Tout conducteur doit s'attendre à faire l'objet d'un contrôle de son alcoolémie. En effet, la police est en droit d'effectuer, à tout moment sur la voie publique, une analyse de l'air expiré au moyen d'un éthylomètre. Il existe trois types d'infraction.
 

Infraction légère (art. 16a al. 1 let. b LCR)

Une infraction est qualifiée de lègère lorsque une personne conduit en état d'ébriété avec un taux d'alcoolémie entre 0,5 et 0,79 pour mille et qu'elle ne commet pas d'autres infractions aux règles de la circulation routière. Elle fait alors l'objet d'un avertissement si sa réputation d'automobiliste est intacte.

Infraction moyennement grave (art. 16b al. 1 let. b LCR)

Une infraction est dite moyennement grave lorsqu'une personne conduit en état d'ébriété avec un taux d'alcoolémie entre 0,5 et 0,79 pour mille et qui en plus, commet une infraction légère aux règles de la circulation routière. Elle est alors sanctionnée par un retrait de permis d'une durée minimale d'un mois.

Infraction grave (art. 16c al. 1 let. b LCR)

Une personne commet une infraction grave lorsqu'elle conduit en état d'ébriété et présente un taux d'alcoolémie supérieur ou égal à 0,8 pour mille. Elle fait alors l'objet d'un retrait de permis d'une durée minimale de trois mois. 

Un conducteur qui commet pour la deuxième fois en cinq ans une infraction qualifiée de grave (ébriété à plus de 0,8 pour mille ou excès de vitesse important par exemple), se verra retirer son permis pour une durée d'au moins un an.
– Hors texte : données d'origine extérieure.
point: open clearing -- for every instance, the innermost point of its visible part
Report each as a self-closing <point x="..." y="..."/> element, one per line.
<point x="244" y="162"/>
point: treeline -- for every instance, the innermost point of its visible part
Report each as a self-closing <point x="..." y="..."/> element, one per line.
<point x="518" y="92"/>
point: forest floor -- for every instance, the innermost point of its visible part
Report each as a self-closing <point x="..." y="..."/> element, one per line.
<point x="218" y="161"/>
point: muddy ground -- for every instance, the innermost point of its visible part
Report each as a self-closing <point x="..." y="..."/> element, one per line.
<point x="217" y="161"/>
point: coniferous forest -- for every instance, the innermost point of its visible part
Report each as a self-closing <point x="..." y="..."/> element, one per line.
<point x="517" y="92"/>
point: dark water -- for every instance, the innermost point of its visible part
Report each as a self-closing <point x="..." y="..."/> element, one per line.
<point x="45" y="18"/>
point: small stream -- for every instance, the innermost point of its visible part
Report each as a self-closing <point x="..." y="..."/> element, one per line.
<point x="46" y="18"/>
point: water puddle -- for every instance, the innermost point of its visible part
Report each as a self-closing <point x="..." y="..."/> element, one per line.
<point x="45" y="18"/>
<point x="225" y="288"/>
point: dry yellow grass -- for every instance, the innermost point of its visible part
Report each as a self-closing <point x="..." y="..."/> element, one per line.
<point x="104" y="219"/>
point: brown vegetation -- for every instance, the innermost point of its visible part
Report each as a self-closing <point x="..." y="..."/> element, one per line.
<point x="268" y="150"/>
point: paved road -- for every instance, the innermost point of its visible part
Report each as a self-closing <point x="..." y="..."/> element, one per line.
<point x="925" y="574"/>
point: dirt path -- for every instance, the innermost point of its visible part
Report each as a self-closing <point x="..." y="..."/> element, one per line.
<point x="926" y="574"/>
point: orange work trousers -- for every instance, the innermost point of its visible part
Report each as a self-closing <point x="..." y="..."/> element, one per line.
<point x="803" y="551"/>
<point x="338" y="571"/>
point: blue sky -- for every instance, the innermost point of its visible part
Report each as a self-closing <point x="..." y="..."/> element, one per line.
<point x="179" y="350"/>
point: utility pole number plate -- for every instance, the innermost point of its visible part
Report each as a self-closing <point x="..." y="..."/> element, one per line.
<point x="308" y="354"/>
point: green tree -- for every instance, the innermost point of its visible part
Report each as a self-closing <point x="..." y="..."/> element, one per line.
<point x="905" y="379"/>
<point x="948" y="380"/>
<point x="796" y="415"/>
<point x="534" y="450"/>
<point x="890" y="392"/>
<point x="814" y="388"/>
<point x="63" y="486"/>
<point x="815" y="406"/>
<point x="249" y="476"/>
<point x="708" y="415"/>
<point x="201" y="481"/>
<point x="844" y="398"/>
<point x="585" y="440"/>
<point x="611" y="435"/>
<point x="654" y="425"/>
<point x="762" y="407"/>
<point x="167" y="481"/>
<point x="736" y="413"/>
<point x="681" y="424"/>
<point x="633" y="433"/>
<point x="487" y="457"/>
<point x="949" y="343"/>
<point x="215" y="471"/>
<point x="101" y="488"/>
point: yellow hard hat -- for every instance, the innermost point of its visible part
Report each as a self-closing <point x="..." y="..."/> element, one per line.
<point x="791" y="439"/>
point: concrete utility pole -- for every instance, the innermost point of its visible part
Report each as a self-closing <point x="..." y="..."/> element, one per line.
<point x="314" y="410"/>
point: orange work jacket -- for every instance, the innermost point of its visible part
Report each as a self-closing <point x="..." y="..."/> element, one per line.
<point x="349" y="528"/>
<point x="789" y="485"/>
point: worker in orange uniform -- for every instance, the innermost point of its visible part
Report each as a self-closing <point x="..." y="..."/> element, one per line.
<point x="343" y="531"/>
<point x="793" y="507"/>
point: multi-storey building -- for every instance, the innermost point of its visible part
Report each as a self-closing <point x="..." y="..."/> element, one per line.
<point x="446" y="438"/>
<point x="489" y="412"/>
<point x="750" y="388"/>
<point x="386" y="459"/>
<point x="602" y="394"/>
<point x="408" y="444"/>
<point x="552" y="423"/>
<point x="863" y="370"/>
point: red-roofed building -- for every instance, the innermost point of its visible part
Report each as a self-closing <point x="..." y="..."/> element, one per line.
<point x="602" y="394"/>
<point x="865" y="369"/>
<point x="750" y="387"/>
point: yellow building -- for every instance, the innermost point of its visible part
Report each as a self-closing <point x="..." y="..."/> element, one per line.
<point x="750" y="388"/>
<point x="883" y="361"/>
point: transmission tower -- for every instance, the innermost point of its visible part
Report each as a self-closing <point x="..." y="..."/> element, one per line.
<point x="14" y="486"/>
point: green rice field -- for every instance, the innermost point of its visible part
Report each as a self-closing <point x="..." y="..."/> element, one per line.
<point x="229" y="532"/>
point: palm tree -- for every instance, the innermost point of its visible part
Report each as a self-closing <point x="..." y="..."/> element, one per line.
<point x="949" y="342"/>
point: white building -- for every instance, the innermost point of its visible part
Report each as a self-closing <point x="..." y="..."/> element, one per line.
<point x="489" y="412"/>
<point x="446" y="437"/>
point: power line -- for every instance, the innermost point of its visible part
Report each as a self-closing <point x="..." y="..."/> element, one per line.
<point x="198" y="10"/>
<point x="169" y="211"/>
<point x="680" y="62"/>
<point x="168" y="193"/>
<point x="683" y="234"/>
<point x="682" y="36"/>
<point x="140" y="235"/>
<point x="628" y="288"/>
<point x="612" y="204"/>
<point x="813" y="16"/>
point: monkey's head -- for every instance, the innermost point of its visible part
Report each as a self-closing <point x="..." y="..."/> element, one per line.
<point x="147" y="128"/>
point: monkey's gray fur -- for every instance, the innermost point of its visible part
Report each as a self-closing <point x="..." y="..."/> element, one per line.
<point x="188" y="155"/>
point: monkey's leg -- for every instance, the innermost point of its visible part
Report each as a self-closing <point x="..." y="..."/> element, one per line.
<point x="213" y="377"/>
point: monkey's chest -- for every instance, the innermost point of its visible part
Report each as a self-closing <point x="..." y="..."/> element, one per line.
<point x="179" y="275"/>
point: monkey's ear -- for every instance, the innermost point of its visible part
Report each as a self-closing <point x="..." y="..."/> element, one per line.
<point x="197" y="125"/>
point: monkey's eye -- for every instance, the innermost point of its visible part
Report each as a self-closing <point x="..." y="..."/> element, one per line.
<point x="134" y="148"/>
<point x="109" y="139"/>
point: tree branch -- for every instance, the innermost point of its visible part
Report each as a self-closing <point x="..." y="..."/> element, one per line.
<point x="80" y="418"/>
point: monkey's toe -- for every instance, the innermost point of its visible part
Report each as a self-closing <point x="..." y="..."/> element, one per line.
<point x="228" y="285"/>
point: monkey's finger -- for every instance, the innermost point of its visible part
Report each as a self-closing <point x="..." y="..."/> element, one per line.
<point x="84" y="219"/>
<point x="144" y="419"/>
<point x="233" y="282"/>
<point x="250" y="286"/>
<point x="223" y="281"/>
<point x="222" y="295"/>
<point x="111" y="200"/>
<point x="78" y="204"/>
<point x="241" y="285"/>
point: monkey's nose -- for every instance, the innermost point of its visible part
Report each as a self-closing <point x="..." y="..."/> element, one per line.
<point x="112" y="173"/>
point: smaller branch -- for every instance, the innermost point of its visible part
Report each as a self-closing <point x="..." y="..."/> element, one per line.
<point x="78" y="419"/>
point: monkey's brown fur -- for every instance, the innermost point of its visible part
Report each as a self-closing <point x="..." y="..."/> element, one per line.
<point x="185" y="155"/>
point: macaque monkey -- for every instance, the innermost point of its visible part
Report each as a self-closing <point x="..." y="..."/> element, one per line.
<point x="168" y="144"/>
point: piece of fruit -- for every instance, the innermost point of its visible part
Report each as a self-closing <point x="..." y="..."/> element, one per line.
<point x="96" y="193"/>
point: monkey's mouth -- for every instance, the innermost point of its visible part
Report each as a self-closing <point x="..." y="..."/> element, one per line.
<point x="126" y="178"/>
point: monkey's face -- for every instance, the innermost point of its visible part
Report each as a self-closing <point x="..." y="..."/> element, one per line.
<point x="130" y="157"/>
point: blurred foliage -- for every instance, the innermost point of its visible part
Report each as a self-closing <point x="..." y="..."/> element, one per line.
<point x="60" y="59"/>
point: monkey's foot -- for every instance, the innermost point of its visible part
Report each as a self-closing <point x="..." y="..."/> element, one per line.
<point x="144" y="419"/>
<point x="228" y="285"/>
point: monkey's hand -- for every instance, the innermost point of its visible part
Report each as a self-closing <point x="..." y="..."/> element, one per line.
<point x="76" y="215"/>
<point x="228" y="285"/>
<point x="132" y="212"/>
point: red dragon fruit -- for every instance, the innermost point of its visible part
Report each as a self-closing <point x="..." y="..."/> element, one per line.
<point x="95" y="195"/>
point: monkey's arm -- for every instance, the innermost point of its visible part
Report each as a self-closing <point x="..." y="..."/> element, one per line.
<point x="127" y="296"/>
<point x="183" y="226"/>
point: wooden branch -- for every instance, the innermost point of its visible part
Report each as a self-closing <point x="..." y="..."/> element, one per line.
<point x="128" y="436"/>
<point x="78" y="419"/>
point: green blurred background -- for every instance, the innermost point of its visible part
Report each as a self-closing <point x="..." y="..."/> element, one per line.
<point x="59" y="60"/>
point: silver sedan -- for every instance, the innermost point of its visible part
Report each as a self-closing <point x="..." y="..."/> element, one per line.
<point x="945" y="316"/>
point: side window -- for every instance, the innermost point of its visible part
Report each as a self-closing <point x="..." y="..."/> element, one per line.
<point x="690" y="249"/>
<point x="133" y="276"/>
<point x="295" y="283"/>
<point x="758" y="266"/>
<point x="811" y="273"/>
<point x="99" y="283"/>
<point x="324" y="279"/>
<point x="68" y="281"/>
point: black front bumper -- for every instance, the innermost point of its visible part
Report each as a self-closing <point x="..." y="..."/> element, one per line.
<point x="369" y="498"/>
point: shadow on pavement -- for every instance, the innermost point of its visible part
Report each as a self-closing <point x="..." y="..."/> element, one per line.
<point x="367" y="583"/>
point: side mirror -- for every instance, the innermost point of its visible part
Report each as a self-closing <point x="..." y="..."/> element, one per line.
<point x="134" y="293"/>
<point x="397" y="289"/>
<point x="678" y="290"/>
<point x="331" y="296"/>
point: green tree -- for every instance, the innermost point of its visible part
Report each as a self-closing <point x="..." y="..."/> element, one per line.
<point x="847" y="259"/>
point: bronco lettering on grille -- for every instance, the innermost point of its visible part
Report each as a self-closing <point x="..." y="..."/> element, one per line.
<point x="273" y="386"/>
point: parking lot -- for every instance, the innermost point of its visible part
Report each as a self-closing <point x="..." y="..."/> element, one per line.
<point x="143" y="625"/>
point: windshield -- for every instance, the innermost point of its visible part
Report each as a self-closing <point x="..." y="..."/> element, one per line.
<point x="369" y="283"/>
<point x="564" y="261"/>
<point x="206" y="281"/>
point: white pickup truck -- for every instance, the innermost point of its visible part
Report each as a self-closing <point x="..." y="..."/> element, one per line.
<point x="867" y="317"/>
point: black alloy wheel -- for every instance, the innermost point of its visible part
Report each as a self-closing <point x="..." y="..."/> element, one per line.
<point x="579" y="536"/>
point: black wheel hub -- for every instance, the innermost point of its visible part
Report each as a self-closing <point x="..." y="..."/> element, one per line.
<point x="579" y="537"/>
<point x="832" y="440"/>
Un troisième cas grave sur une période de cinq ans entrainera une mesure de sécurité de durée indéterminée mais d'au minimum deux ans.

En cas de multirécidive de conduite en état d'ébriété ou en présence d'un taux d'alcoolémie particulièrement élevé, l'aptitude à la conduite de l'intéressé devra être éclaircie au moyen d'examens médicaux et/ou psychologiques.